By Art Remillard


Jane Johnson gave an extraordinary lecture to club members Oct. 21 on the subject of eating disorders, a topic that enlightened some and painfully resonated with others. While women certainly face the stringent bodily regulations of contemporary society more than men do, Jane noted that eating disorders do not discriminate based on gender. Indeed, male runners seeking faster times or sleeker bodies sometimes try to run themselves thin. “Running anorexia,” she said, is no less dangerous or destructive.

Surprisingly, Jane told us that she had never fully explained her story to anyone until that night. With pictures and emotionally charged commentary, Jane discussed how challenges with self-image plagued her throughout her life. Looking at Jane and knowing her as a club member, it’s hard for us to imagine her having a distorted self-image! And this, she explained, is part of the problem. Despite the best intentions of friends and family, sometimes compliments and comments about her body only strengthened her resolve to lose more weight. In her own words, Jane made her body a “report card,” and a positive or negative change in weight or appearance reflected directly on her self-worth. Jane explained that managing her eating disorder came with the help of faith and family – both slowly helped her understand her inherent value.

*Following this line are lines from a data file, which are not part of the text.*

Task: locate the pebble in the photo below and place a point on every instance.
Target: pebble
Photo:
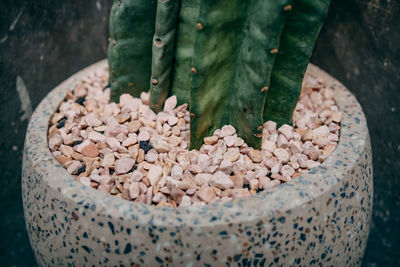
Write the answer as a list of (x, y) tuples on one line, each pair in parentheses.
[(185, 201), (113, 143), (123, 165), (96, 137), (170, 103), (202, 178), (221, 180), (229, 140), (154, 174), (206, 194), (255, 155), (131, 140), (134, 126), (143, 136), (89, 149), (210, 140), (172, 121), (287, 170), (134, 190), (268, 145), (227, 130), (101, 142), (287, 131), (282, 155), (151, 156)]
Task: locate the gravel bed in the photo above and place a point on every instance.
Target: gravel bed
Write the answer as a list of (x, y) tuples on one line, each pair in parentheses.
[(131, 152)]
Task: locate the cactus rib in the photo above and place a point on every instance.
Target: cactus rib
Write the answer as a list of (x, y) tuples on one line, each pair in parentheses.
[(297, 41), (188, 15), (163, 51), (232, 62), (129, 51)]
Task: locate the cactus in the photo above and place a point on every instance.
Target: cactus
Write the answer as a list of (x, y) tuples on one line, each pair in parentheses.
[(233, 57), (130, 48), (163, 51), (235, 62), (297, 41)]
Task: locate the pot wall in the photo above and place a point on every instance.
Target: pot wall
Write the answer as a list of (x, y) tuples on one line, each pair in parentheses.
[(321, 217)]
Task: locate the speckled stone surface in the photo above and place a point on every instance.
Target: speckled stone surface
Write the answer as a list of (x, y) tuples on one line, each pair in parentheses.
[(322, 217)]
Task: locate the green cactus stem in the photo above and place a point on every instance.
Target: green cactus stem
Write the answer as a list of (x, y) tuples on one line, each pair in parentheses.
[(130, 49), (186, 36), (233, 58), (297, 41), (163, 51)]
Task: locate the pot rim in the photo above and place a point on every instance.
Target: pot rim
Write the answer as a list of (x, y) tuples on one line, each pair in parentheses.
[(270, 203)]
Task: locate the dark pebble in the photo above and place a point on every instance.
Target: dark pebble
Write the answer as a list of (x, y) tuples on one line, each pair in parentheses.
[(81, 169), (107, 86), (246, 186), (61, 123), (133, 168), (76, 143), (145, 146), (81, 100)]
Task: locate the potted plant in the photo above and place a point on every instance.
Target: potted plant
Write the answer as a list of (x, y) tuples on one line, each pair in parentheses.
[(231, 72)]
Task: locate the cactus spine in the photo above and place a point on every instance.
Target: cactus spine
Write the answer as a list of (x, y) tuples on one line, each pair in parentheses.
[(163, 51)]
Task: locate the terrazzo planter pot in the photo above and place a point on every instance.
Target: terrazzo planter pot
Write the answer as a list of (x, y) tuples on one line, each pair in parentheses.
[(322, 217)]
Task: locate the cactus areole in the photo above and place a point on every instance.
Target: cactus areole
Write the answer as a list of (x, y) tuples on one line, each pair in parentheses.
[(233, 61)]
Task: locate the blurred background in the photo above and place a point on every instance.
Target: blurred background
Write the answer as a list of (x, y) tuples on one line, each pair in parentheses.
[(43, 42)]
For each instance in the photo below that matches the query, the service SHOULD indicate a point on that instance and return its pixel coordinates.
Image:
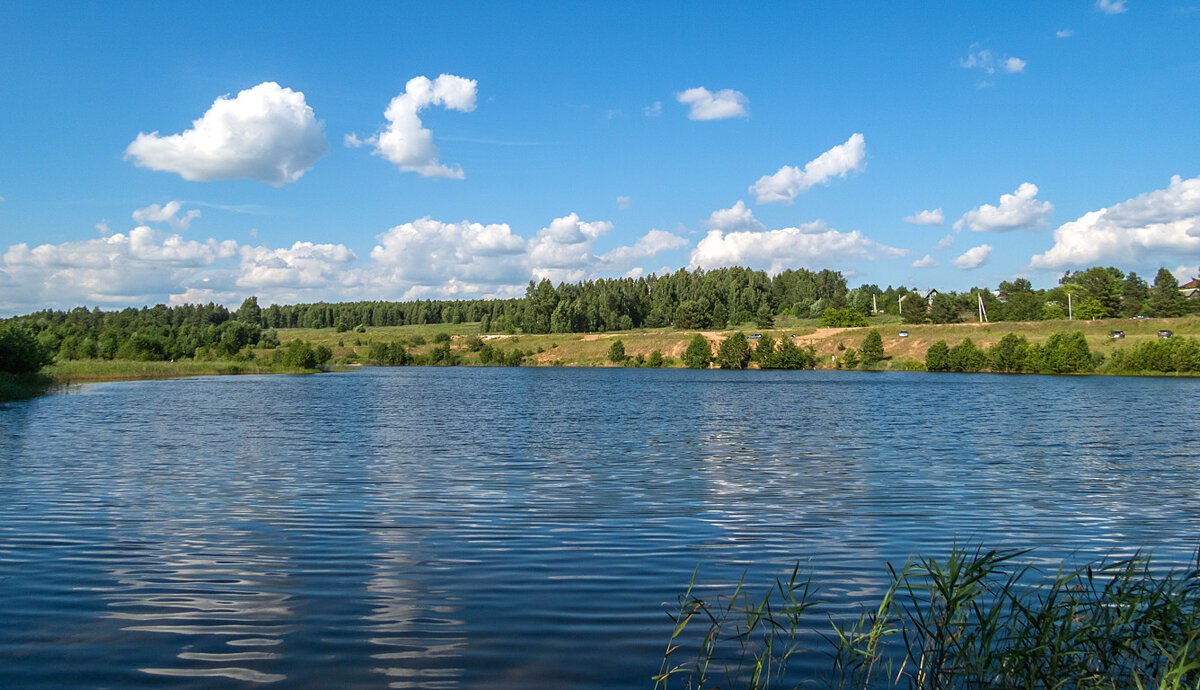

In running, Jane explained, there is a fine line between dedication and obsession. Runners, especially the younger ones, are prone to the latter thus making it extremely important for parents, friends, and coaches to keep an eye out for the warning signs. Confrontations on topics such as these are never easy – and we discussed some tactics. Mae Cleveland noted that a direct approach could oftentimes have a negative effect, thus making a subtler advance more effective. For example, by asking the person if they are “happy,” you quietly open a door to address the problem without drawing immediate hostility.

In all, the evening gave us much to consider. When I asked Jane to give a lecture, I never imagined she would discuss what she did. As Jane explained to me, her difficulties in the past now give her an opportunity to share these meaningful experiences. It takes great fortitude to do what Jane did, and I know everyone there appreciated what she had to offer.